İki gün önce yazdığımda ısrarlıyım: Madem öyle işte böyle demeliyiz; Türkiye'ye savaş açan, Türkiye'yi kaale almayan kim varsa, IŞİD'i onun üzerine salmalıyız. "Salmalıyız" derken, bize zarar vermediği müddetçe IŞİD'e karşı bir tavrımız olmamalı.
PYD, PKK demektir. Suriye'de PKK devleti kurmak için savaşıyor. ABD ve Rusya destek veriyor. PYD'nin en büyük düşmanı IŞİD. Aynü'l-Arab'da ABD yetişmeseydi, IŞİD, PKK'yı kökten bitiriyordu. Aynü'l-Arab'da PKK'nın bitişi demek, Türkiye'de de bitişinin başlangıcı demekti.
ABD, PKK'ya can verdi, ruh verdi.
Reis, "ABD'nin müttefiki PYD mi, Türkiye mi?" tarizinde bulundukça ABD Ankara'nın damarına basarcasına "PYD bizim dostumuz" diyor.
PYD/PKK bizim düşmanımızsa, IŞİD de PKK'ya karşı savaşıyorsa, IŞİD'e, bize dokunmadığı müddetçe göz yumma hakkımız doğmuyor mu?!
Biz içimizde çok parçalandık.
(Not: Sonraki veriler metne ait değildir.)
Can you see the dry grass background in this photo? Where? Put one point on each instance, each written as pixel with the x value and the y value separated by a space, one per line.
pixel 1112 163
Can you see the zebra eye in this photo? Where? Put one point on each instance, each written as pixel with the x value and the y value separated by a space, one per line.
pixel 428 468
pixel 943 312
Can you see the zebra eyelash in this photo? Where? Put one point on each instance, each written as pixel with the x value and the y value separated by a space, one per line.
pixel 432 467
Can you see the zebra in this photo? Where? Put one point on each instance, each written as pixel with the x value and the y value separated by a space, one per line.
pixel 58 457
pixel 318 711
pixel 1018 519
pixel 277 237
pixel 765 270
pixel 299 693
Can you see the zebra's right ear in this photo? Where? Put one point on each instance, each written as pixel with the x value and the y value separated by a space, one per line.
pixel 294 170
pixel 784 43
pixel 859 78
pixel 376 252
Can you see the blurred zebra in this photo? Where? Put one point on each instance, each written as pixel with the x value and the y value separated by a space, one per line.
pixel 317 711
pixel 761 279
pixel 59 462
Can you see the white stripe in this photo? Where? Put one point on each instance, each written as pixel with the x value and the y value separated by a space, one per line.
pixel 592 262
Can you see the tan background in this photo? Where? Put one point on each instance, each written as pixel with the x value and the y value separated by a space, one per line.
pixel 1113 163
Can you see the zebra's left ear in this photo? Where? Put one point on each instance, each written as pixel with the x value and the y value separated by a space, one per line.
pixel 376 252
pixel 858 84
Ülkemiz için ülke yöneticilerine destek verelim, diyoruz, yukarıda yazdık, şu an için aynı frekanstayız, ama bakıyorsunuz, Cumhurbaşkanı, Başbakan toplantı yapıyor, geziye gidiyor, hep yanlarında belli isimler...
Başbakan geçen gün basın yayın organlarının sahipleriyle toplandı, dize getirdikleri veya müteahhitlerden kendilerinin topladıkları paralarla çıkarılan basın yayın organlarının patronları var, diğerleri yok. Tamam, PKK'ya destek verenlerle toplanamazsınız. Zaten patronlarla niye toplanırlar, anlamış değilim. Patrona gazeteyi çıkaranlara emir ver, şöyle gazete yapsınlar, böyle gazete yapsınlar mı, diyeceksin?! Tuhaf.
Turgut Özal'dan beri "gündem" tayyare muhabbetlerinde belirleniyor. Bakıyorsunuz hep aynı kadro...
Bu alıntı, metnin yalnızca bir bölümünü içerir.